Mr. Justice Stevens,
concurring in the judgment.
In my opinion the commerce power is broad enough to support federal legislation regulating the terms and conditions of state employment and, therefore, provides the necessary support for the 1972 Amendments to Title VII, even though Congress expressly relied on § 5 of the Fourteenth Amendment. But I do not believe plaintiffs proved a violation of the Fourteenth Amendment, and because I am not sure that the 1972 Amendments were “needed to secure the guarantees of the Fourteenth Amendment,” see Katzenbach v. Morgan, 384 U. S. 641, 651, I question whether § 5 of that Amendment is an adequate reply to Connecticut’s Eleventh Amendment defense. I believe the defense should be rejected for a different reason.
Even if the Eleventh Amendment does cover a citizen’s *459suit against his own State,1 it does not bar an action against state officers enforcing an invalid statute, Ex parte Young, 209 U. S. 123, 159-160. Since the Connecticut pension law has been held to be invalid, at least in part, Ex parte Young makes it clear that the federal court properly acquired jurisdiction of the proceeding.
The Eleventh Amendment issue presented is whether the court has power to enter a judgment payable immediately out of trust assets which subsequently would be reimbursed from the general revenues of the State. Although I have great difficulty with a construction of the Eleventh Amendment which acknowledges the federal court’s jurisdiction of a case and merely restricts the kind of relief the federal court may grant,2 I must recognize that it has been so construed in Edelman v. Jordan, 415 TJ. S. 651, and that the language of that opinion would seem to cover this case. However, its actual holding appears to be limited to the situation in which the award is payable directly from state funds and “not as a necessary consequence of compliance in the future” with a substantive determination. Id., at 668.
The holding in Edelman does not necessarily require the same result in this case; this award will not be paid directly from the state treasury, but rather from two *460separate and independent pension funds. The fact that the State will have to increase its future payments into the funds as a consequence of this award does not, in my opinion, sufficiently distinguish this case from other cases in which a State may be required to conform its practices to the Federal Constitution and thereby to incur additional expense in the future. Since the rationale of Ex parte Young remains applicable to such cases, and since this case is not squarely covered by the holding in Edelman, I am persuaded that it is proper to reject the Eleventh Amendment defense.

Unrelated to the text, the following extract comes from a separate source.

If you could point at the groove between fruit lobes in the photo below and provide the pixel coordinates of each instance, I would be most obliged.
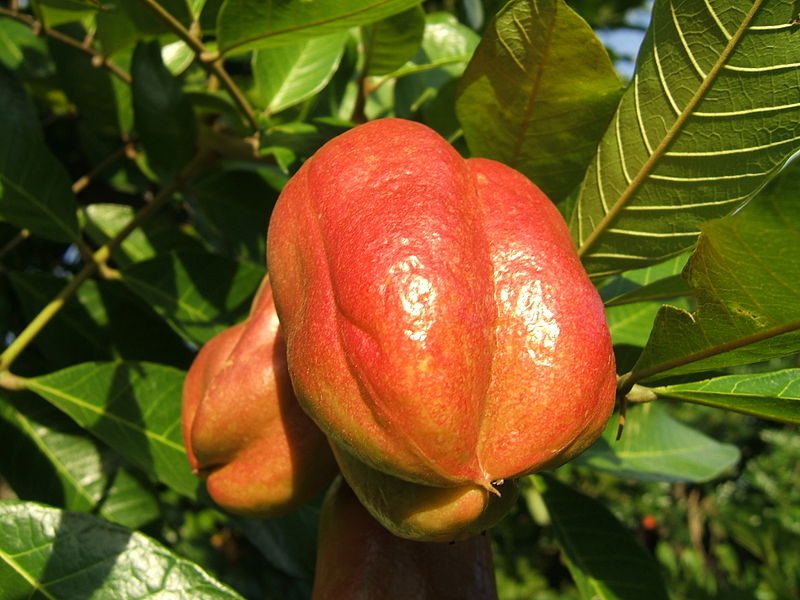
(359, 560)
(424, 513)
(243, 429)
(439, 324)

With respect to the fee issue, even if the Eleventh Amendment were applicable, I would place fees in the same category as other litigation costs. Cf. Fairmont Co. v. Minnesota, 275 U. S. 70.

 As Mr. Chief Justice Marshall has pointed out, the Eleventh Amendment is not literally applicable to this situation. See Cohens v. Virginia, 6 Wheat. 264, 412; see also Employees v. Missouri Public Health Dept., 411 U. S. 279, 298-324 (Brennan, J., dissenting).

 Neither the language of the Eleventh Amendment nor the rationale of Ex parte Young draws any distinction between proceedings in law or in equity. The Amendment provides: “The Judicial power of the United States shall not be construed to extend to any suit in law or equity, commenced or prosecuted against one of the United States by Citizens of another State, or by Citizens or Subjects of any Foreign State.’-' U. S. Const., Arndt. 11.